Good Kid... was an extended, Dr Dre-endorsed ode to the city of Lamar's birth, largely concerned with escaping the confines of what surrounded and almost enveloped him. To Pimp a Butterfly sees him emerging from that chrysalis, blinking into the sunlight of a post-Ferguson world. And it might not surprise anybody to learn that Lamar does not like an awful lot of what he sees.
It's maybe even more remarkable, then, that his ire is initially concealed within funk and jazz tempos that dominate the first three tracks. The Parliament/Funkadelic legend George Clinton and the futuristic Los Angeles musicians Thundercat and Flying Lotus contribute – and that's just on the opener Wesley's Theory, a hat-tip to the tax-evading movie star Wesley Snipes that delivers a cuttingly sardonic rumination on the perils of black celebrities hitting pay-dirt.
The quotables come thick and fast from there on. Hood Politics calls out Barack Obama, which is all the more notable considering the album's cover art comprises a crude monochrome Photoshopping of a black revolution on the White House lawn.
But nothing matches the impact of the album's second single, The Blacker the Berry. Its five-and-a-half minutes of essential verbals are as incendiary as any- thing Public Enemy ever committed to tape.
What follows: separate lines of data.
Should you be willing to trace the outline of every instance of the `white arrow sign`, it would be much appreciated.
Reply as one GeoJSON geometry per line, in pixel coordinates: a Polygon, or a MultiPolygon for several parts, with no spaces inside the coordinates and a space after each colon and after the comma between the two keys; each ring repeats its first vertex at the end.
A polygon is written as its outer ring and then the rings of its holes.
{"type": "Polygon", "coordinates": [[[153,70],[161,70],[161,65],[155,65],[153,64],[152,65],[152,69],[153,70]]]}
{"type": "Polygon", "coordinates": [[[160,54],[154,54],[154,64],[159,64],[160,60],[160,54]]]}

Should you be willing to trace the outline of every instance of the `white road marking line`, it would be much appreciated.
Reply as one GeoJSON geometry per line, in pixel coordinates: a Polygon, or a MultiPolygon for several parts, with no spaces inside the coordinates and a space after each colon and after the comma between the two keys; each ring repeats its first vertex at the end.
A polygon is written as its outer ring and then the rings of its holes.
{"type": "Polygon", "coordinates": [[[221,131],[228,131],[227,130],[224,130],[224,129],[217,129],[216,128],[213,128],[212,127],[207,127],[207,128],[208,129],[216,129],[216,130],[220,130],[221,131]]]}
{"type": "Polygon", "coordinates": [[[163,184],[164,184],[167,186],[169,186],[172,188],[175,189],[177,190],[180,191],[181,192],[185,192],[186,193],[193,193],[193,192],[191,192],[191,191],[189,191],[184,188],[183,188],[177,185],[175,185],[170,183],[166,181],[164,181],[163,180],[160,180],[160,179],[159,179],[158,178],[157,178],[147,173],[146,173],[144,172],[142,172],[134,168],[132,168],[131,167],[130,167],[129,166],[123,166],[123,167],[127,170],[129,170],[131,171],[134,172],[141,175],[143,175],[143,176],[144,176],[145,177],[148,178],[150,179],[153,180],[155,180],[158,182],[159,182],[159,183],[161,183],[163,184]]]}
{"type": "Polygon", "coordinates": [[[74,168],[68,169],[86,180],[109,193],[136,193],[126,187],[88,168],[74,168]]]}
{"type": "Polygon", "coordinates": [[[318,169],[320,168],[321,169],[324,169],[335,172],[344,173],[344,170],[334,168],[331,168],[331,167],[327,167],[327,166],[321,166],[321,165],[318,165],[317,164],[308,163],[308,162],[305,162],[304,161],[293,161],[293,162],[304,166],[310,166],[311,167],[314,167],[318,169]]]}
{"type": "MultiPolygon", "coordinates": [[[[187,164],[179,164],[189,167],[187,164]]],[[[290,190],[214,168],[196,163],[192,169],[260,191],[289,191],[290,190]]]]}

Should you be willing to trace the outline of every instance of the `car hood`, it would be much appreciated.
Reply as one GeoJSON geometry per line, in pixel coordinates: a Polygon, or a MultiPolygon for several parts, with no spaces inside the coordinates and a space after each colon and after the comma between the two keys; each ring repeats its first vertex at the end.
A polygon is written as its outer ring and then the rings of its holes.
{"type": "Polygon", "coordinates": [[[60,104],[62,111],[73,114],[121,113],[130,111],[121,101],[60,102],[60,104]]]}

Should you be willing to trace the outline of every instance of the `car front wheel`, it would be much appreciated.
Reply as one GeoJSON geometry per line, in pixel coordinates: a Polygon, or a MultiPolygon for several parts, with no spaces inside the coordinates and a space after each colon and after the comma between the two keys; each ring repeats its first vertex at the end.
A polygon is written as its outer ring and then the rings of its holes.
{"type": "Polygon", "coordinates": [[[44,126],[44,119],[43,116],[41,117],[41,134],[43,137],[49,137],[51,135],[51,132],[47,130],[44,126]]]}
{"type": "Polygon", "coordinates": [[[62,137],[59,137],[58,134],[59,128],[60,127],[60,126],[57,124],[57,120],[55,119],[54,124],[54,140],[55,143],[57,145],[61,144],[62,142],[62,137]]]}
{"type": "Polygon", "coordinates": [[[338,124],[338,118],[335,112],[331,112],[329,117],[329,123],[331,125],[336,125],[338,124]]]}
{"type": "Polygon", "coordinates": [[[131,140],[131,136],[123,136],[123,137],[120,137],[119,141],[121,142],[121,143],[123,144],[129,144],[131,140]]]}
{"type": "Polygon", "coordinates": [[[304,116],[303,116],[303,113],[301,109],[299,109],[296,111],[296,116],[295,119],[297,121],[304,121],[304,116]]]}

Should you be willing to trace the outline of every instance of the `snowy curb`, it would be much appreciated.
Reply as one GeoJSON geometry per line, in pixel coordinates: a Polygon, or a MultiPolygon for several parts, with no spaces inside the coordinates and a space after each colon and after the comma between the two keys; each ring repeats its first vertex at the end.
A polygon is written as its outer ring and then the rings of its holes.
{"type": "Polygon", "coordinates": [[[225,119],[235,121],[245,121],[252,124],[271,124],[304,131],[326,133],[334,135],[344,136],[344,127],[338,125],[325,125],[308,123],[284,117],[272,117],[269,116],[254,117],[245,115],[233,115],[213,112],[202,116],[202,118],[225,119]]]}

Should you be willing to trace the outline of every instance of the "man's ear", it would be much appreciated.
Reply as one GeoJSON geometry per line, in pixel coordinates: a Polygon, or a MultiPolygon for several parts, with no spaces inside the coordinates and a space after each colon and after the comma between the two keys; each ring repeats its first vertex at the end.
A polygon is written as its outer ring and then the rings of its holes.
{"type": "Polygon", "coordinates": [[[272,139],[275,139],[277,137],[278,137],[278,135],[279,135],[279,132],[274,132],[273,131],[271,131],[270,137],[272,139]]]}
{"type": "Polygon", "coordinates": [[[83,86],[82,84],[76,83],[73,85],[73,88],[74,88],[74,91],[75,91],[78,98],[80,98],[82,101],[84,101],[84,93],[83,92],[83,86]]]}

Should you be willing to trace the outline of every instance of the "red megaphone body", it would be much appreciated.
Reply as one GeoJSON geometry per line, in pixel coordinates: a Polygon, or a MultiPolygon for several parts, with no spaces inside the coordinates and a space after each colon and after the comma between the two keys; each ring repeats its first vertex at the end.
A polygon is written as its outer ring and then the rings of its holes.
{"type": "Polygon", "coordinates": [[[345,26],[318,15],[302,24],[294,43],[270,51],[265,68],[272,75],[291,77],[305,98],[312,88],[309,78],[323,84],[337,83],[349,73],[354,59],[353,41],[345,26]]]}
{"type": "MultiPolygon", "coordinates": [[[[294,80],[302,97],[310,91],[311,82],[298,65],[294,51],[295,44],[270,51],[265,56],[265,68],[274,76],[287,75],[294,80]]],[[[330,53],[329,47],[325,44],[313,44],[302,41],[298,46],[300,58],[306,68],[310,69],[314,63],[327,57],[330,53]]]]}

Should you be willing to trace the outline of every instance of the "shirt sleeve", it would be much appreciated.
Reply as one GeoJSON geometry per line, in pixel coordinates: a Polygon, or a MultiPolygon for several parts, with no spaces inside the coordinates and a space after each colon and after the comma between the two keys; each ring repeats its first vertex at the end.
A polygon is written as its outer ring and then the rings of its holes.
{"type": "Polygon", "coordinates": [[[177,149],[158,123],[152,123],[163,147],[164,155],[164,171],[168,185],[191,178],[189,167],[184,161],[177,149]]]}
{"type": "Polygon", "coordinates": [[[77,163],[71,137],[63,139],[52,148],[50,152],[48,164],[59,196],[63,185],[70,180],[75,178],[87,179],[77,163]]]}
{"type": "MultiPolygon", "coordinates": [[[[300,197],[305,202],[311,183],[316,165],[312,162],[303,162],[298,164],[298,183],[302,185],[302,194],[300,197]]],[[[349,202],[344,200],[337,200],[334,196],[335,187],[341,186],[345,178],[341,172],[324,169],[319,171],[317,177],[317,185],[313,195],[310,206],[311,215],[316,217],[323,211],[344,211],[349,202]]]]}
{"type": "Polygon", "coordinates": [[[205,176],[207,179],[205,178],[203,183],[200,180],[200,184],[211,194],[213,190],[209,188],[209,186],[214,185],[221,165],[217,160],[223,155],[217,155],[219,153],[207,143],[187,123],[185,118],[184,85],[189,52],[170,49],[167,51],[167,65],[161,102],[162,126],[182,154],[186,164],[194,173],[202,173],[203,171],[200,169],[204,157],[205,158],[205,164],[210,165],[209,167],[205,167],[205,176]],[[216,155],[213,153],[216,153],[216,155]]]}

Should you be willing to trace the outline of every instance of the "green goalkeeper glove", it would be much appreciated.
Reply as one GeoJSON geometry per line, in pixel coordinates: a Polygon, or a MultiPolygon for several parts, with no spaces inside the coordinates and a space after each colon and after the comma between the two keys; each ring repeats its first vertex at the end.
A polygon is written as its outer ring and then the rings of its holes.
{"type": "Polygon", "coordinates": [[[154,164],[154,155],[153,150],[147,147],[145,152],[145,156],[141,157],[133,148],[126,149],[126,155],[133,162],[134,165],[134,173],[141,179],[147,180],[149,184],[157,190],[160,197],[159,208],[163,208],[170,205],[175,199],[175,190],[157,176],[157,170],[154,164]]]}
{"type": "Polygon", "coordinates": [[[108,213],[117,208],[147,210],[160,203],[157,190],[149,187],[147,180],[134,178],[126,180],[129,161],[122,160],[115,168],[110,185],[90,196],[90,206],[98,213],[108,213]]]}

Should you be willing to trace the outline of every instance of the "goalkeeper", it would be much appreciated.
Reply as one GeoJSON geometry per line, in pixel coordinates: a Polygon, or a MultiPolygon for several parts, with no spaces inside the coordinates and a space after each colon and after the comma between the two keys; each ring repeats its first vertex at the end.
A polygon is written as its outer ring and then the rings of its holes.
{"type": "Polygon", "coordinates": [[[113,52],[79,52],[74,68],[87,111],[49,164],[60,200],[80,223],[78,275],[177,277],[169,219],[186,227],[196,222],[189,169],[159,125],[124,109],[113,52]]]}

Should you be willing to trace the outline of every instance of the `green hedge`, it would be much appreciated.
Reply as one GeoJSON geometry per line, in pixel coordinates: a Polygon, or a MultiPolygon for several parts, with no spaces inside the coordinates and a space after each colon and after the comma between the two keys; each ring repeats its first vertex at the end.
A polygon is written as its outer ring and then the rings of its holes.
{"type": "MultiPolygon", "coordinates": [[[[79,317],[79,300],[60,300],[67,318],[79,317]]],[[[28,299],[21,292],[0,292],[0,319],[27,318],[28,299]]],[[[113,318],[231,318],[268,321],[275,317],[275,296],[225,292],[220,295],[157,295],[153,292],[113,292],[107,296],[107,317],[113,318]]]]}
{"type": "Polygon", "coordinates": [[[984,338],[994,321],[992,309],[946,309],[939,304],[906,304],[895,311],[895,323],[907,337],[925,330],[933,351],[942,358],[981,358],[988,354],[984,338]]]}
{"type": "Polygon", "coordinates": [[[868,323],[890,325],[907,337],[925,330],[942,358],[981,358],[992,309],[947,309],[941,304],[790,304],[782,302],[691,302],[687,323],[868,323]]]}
There's plenty of signature self-loathing, too, beating himself up for being "the biggest hypocrite of 2015".
In stark contrast, the first single, the Isley Brothers-sampling i, is Lamar's poppiest moment to date, with two Grammys to its name – but by this point (track 15), it's nothing less than necessary light after the 50 minutes of preceding shade.
While To Pimp a Butterfly goes far deeper than anything on Good Kid..., there's plenty of continuity for those looking closely. Several producers return, including Pharrell for the punchy Alright. There's no past marker post for Mortal Man, however, which closes the record with a surreal, beyond-the-grave "interview" with Tupac Shakur.
In an arena packed with pseudonyms, Lamar’s real-name, no-gimmicks approach is indicative of his painfully honest and self-aware rhymes. He’s a relatable voice full of neuroses – as distinctive as he is complex.
One thing is certain, though: To Pimp a Butterfly is a record that will continue its metamorphosis from your speakers with each fresh listen.